[plug] IPtables non-local packet counters?
Andrew Furey
andrew.furey at gmail.com
Wed Feb 24 02:57:06 UTC 2016
Hi all, long time no post...
I have an existing Linux firewall router with two network interfaces - eth0
(LAN) and eth1 (public IP). I'm using iptables rules to divert all traffic
to a "traffic" chain, and then rules like the following:
iptables -A traffic -i eth0 -s 192.168.0.1
iptables -A traffic -o eth0 -d 192.168.0.1
I can then do "iptables -L traffic -v -x -n -Z" to get figures for packet
and byte count on those matching rules, which I then parse and script to
get data files for MRTG to read.
End result, I get an MRTG graph for bidirectional network traffic for
192.168.0.1. I can also add other rules with more specific iptables flags,
combining multiple rules, etc to get any traffic graph I want. All so far
so good for the last 7-odd years.
Now the tricky bit; the powers that be are planning to replace the custom
machine with Fortigate routers (90Ds in HA mode, if it matters). I've
already logged a support ticket with Fortinet and confirmed that their
system has no way to get those sorts of stats other than a simple
total-data-on-network-interface count (largely due to all of their rules
needing to have a target, so it can't just pass through for incrementing
stats alone).
I was hoping to set up a separate machine listening to the traffic, just
for the stats side. I've set up port mirroring on the switch, to mirror the
router's LAN port into an unused network port on another, and by turning
promiscuous mode on I can see the traffic in tcpdump, iftop, ifconfig
counters, etc.
HOWEVER it doesn't hit any iptables rules that I've tried; a thread on
netfilter-devel seems to indicate that it's because it's not actually
routing THROUGH the machine (
http://osdir.com/ml/security.firewalls.netfilter.devel/2002-11/msg00160.html).

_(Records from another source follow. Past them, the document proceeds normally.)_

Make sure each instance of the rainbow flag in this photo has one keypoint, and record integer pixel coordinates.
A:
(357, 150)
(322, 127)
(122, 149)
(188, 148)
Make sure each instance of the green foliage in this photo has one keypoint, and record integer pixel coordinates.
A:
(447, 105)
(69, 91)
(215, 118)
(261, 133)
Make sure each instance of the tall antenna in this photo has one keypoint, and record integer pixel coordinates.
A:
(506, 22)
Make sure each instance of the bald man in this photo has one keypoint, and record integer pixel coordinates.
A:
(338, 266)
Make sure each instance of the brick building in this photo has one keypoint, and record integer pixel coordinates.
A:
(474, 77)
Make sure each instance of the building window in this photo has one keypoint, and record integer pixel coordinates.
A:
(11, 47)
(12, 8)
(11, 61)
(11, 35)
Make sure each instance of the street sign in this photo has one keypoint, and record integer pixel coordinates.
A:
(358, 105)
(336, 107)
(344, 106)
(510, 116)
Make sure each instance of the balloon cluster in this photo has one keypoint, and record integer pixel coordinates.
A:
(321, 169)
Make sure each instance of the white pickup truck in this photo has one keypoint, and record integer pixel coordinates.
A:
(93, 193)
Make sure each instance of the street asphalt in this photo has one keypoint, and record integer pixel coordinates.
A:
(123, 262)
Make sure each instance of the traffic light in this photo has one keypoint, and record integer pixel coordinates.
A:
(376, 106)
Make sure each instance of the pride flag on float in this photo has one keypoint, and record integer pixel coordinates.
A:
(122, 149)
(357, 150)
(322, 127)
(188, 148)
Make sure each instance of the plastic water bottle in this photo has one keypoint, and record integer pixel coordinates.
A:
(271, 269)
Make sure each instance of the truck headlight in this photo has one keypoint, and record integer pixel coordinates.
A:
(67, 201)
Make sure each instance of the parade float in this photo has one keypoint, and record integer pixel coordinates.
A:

In that vein I was also trying fancy things with the TEE target etc, but
still no luck.
Has anyone ever done this before? If there's a simple method to get the
numbers another way, I'm all ears (the parsing of figures for MRTG is a
custom script of mine so I can do most anything), but I don't think
analysing PCAP files every 5 minutes will be very productive. Nor did I
really want to lose 50+ occasionally-very-useful graphs...
TIA
Andrew
--
Linux supports the notion of a command line or a shell for the same
reason that only children read books with only pictures in them.
Language, be it English or something else, is the only tool flexible
enough to accomplish a sufficiently broad range of tasks.